Antonio R. Acedo del Olmo Ordóñez
Publicado en el número 18 de la revista La Serranía
Cuando la oscuridad se
adueña del desierto, aparece la columna vertebral de un gran
animal..., es el "espinazo de la noche" que nos
protege y sostiene el cielo, evitando que fragmentos de
oscuridad caigan, rompiéndose, a nuestros pies. (La Vía
Láctea según los bosquimanos Kung del desierto de Kalahari).
Durante
la Semana Cultural de Parauta celebrada el pasado agosto,
contemplamos desde la propia población, libre de
contaminación lumínica, una espectacular visión del cielo
estrellado y la luz de incontables miles de estrellas
imperceptibles a simple vista, en forma de una franja
blanquecina débilmente luminosa que atraviesa el firmamento;
es la Vía Láctea, nuestro hogar cósmico, una humilde
galaxia entre las miles de millones que existen en el Universo
conocido, visible en todo su esplendor en las noches sin luna
desde el campo, y afortunadamente desde otras poblaciones de
nuestra Serranía.
La Vía Láctea, cuyo nombre
latino quiere decir camino de leche, ha sido uno de los
grandes enigmas del cielo, hasta que Galileo la apuntó con un
anteojo y observó un "hormiguero" de estrellas.
Todos los pueblos y culturas le han asignado diversas
interpretaciones, muchas de ellas asociadas con un camino,
vía o río celeste. Para los árabes y hebreos era
respectivamente el Río y el Río de la Luz, los egipcios
veían un Nilo celeste que manaba de la ubre del dios-vaca
Hathor; entre los hindúes fue la Cuna del Ganges, los indios
norteamericanos le llamaban el Camino de las almas hacia el
cielo, los chinos la concebían como un río de plata celeste
que separaba a dos amantes,... En España es el Camino de
Santiago, pues según la tradición, Santiago Apóstol se
apareció a Carlomagno y le indicó el camino para descubrir
su cuerpo, siguiendo la estela lechosa de la Vía Láctea.
Pero, la interpretación más conocida está en la mitología
griega, al relatar la infancia de Heracles (Hércules) cuando
al ir a mamar, y debido a su fuerza, mordió con tanto ímpetu
el pecho de la diosa Hera, esposa de Zeus, que al ser
bruscamente separado, roció el cielo con un chorro de leche
materna que llamaron galaxias (lechoso).
La
Vía Láctea es una galaxia espiral a la que pertenece nuestra
estrella, el Sol, siendo una más de las 100.000 millones de
estrellas que la componen, además de nubes de gas y polvo
cósmico.

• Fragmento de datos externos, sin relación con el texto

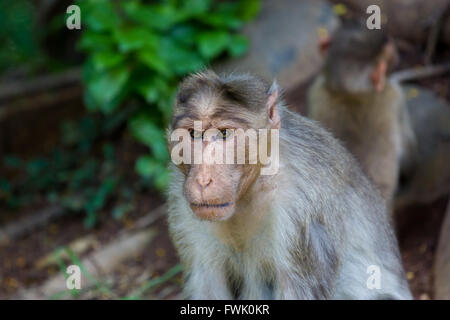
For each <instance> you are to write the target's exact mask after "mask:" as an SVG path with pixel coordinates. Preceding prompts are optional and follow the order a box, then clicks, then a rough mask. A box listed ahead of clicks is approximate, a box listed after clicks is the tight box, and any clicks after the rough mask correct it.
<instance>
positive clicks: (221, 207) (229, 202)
mask: <svg viewBox="0 0 450 320" xmlns="http://www.w3.org/2000/svg"><path fill="white" fill-rule="evenodd" d="M230 204H231V202H225V203H219V204H210V203H191V205H193V206H194V207H200V208H226V207H228V206H229V205H230Z"/></svg>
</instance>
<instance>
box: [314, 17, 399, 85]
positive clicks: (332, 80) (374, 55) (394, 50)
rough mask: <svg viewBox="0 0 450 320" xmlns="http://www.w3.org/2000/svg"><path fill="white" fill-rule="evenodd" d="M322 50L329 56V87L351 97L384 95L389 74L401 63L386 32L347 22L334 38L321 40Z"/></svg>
mask: <svg viewBox="0 0 450 320" xmlns="http://www.w3.org/2000/svg"><path fill="white" fill-rule="evenodd" d="M324 43H326V44H327V45H326V46H324ZM319 47H320V49H321V51H322V52H326V51H327V53H328V56H327V61H326V63H325V67H324V75H325V78H326V84H327V87H328V88H329V89H331V90H333V91H342V92H347V93H350V94H357V93H367V92H372V91H375V92H380V91H382V90H383V89H384V84H385V80H386V74H387V71H388V70H389V69H391V68H392V67H393V66H394V65H395V64H396V63H397V60H398V58H397V52H396V49H395V46H394V43H393V41H392V40H391V39H390V38H389V37H388V35H387V33H386V32H385V31H384V29H379V30H378V29H374V30H369V29H367V27H366V26H365V24H364V23H361V21H354V20H350V21H347V20H346V21H344V23H343V26H342V27H341V28H340V29H339V30H338V31H337V32H336V34H335V35H334V36H333V37H332V38H328V39H321V42H320V44H319Z"/></svg>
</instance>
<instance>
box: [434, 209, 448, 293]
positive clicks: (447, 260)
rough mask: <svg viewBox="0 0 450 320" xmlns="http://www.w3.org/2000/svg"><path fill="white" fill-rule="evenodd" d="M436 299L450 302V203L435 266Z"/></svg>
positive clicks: (443, 229)
mask: <svg viewBox="0 0 450 320" xmlns="http://www.w3.org/2000/svg"><path fill="white" fill-rule="evenodd" d="M434 298H435V299H441V300H450V202H449V204H448V207H447V213H446V216H445V218H444V223H443V224H442V227H441V233H440V236H439V244H438V248H437V251H436V258H435V264H434Z"/></svg>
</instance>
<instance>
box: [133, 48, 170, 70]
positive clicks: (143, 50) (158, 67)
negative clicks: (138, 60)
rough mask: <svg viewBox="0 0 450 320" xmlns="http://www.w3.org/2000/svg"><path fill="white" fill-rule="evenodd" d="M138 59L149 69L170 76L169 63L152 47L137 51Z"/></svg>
mask: <svg viewBox="0 0 450 320" xmlns="http://www.w3.org/2000/svg"><path fill="white" fill-rule="evenodd" d="M138 59H139V60H140V61H142V63H144V64H145V65H146V66H147V67H149V68H150V69H152V70H154V71H156V72H159V73H161V74H163V75H165V76H168V77H170V76H172V71H171V70H170V67H169V65H168V64H167V63H166V61H164V60H163V59H162V58H161V57H160V56H159V55H158V54H157V53H156V52H155V51H154V50H153V49H149V48H148V49H145V50H141V51H139V52H138Z"/></svg>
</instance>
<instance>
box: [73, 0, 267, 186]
mask: <svg viewBox="0 0 450 320" xmlns="http://www.w3.org/2000/svg"><path fill="white" fill-rule="evenodd" d="M78 4H79V5H80V8H81V12H82V21H83V28H84V33H83V36H82V38H81V41H80V43H79V47H80V48H81V49H82V50H83V51H84V52H85V53H86V54H87V60H86V63H85V65H84V83H85V87H86V88H85V103H86V106H87V108H88V110H91V111H101V112H103V113H104V114H105V115H109V114H112V113H114V112H115V111H116V110H117V109H118V108H123V107H124V106H126V104H127V103H128V102H129V101H132V100H134V101H138V103H139V105H140V107H139V108H138V110H137V111H136V112H135V114H133V116H132V117H130V119H129V120H128V128H129V129H130V131H131V133H132V134H133V136H134V137H135V138H136V139H137V140H138V141H140V142H141V143H143V144H144V145H146V146H148V147H149V148H150V150H151V156H150V155H148V156H142V157H141V158H139V159H138V161H137V163H136V170H137V171H138V172H139V174H140V175H142V176H145V177H151V179H152V181H153V183H154V185H155V186H156V187H157V188H159V189H163V188H164V187H165V185H166V183H167V177H168V176H167V171H166V163H167V161H168V155H167V152H166V148H165V128H166V126H167V124H168V120H169V119H170V115H171V104H172V98H173V95H174V91H175V88H176V85H177V83H178V81H179V80H180V78H181V77H183V76H185V75H186V74H188V73H191V72H194V71H197V70H199V69H201V68H203V67H205V66H207V65H208V64H209V63H210V62H211V61H212V60H213V59H216V58H218V57H220V56H222V55H224V54H228V55H230V56H232V57H236V56H239V55H241V54H243V53H244V52H245V51H246V49H247V45H248V41H247V39H246V38H245V37H244V36H242V35H241V34H238V33H237V30H239V28H241V27H242V25H243V24H244V22H246V21H248V20H249V19H251V18H253V17H254V16H255V14H256V13H257V12H258V9H259V0H239V1H234V2H226V1H212V0H189V1H182V0H164V1H141V0H128V1H109V0H80V1H78Z"/></svg>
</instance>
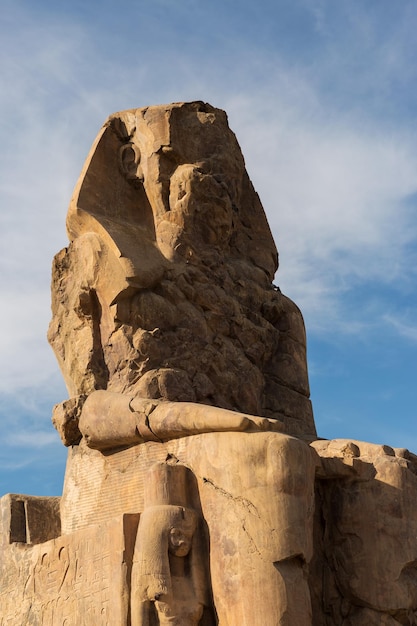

Tiene forma de disco muy extenso (100.000 años luz
de diámetro), poco grueso y achatado que despliega cuatro
brazos formados por estrellas jóvenes y gas, que salen en
forma de espiral desde el bulbo central de la Galaxia y se
llaman Sagitario, Norma, Perseo y Orión en cuyo extremo se
sitúa el Sol a 30.000 años luz del centro galáctico.
Nuestra estrella, y todo el Sistema Solar, invierte unos 225
millones de años en completar una órbita alrededor de dicho
centro, realizando hasta la fecha un poco más de veinte
viajes completos.
La Galaxia no viaja en
solitario por el Cosmos, pertenece al llamado Grupo Local, que
está compuesto por una veintena de galaxias entre las que
destacan la del Triángulo, las Nubes de Magallanes que son
las más cercanas a nosotros y Andrómeda que es muy parecida
a la nuestra y visible particularmente en los cielos otoñales
(ver La Serranía nº12).
Observar la Vía Láctea con
prismáticos o telescopios es un auténtico deleite,
identificando estrellas, cúmulos, nebulosas, regiones oscuras
y múltiples detalles. Pero si abandonamos, por un instante,
el ajetreo diario y la observamos relajados y a simple vista,
entonces se convierte en una inolvidable experiencia.